A quarter of a century passed ­before another left-wing independent was elected to Parliament at a ­General Election. Pritt and Stephen Owen Davies entered Westminster within a year of one another. The men shared a commitment to socialism but had very different upbringings. Pritt attended Winchester College while Davies worked underground as a miner from the age of 12.

The Welshmen won Merthyr Tydfil as a Labour candidate in 1934 and held the seat until he died in 1972. Davies served the constituency for longer than any other representative, but not always with the Labour whip. His support for Welsh devolution and nuclear disarmament earned him regular suspensions from the Parliamentary Labour Party.
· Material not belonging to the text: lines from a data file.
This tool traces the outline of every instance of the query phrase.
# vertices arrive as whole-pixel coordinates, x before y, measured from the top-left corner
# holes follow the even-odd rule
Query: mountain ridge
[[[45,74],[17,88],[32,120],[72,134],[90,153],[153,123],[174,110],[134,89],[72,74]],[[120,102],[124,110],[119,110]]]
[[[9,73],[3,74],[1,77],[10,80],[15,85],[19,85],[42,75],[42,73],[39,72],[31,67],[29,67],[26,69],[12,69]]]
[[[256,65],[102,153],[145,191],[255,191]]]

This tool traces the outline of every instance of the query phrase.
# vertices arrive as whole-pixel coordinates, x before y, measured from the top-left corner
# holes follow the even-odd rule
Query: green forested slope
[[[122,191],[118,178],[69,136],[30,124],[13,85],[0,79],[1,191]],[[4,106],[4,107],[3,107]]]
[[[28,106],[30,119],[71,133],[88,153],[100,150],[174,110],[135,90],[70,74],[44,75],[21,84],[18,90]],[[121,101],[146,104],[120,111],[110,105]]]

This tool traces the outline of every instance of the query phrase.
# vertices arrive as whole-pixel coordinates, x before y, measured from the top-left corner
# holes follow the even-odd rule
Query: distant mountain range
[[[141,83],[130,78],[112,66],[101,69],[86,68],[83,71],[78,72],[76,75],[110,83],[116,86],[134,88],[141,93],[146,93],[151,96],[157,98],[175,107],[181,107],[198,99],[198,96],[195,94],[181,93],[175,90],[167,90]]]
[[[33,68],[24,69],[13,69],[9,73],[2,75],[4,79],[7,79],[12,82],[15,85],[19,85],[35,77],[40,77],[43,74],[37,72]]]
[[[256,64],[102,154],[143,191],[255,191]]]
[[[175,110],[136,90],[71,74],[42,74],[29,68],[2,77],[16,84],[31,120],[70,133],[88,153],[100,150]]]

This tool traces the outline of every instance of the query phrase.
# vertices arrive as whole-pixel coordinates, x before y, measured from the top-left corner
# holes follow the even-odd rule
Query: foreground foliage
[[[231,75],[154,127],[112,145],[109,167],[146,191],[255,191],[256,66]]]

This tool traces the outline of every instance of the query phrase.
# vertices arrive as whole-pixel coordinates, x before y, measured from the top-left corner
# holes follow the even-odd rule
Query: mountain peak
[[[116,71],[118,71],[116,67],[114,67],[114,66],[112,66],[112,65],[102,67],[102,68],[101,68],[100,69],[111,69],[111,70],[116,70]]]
It was the passage of time, ­however, that did for Davies’s Labour Party ­membership rather than his ­principled positions. He was deselected by the ­local party on account of his age ahead of the 1970 General Election but refused to stand aside, contesting the election as an independent. Loyal to their representative of more than three decades, Merthyr Tydfil voted overwhelmingly for the 84-year-old.

Merthyr Tydfil’s neighbouring constituency of Blaenau Gwent was next to elect an independent at the 2005 General Election. Peter Law successfully overturned a Labour majority of 19,000 after he was barred from seeking the Labour candidacy ­following the imposition of an all-women ­shortlist and the selection of the leadership-aligned Maggie Jones.

Some 20 Labour members were ­expelled after the election for ­supporting Law’s campaign – a purge for which the ­party later apologised, ­acknowledging it had overridden “the wishes of the people of Blaenau Gwent”. At the same election, George Galloway won Bethnal Green and Bow for his ­Respect Party.

“This is for Iraq,” proclaimed Galloway on election night as he claimed a victory for the anti-war movement over Tony Blair’s Labour Party.

Single-issue campaigners like ­Richard Taylor, who won Wyre ­Forest at the 2001 election as the ­Independent Kidderminster Hospital and Health Concern candidate, have broken through Britain’s electoral ­duopoly on occasion too.

All of the above examples beat Labour when the party was already in office. This emphasises quite how historic a Jeremy Corbyn victory, for example, could be in Islington North. It would be the first time in 79 years that a left-of-Labour candidate has beaten the party in an election when Labour was coming into government.

Regardless, with credibility noticeably absent from our politics, incoming MPs would do well to learn a thing or two from the principled stances of the likes of Denis Pritt and Stephen Owen Davies.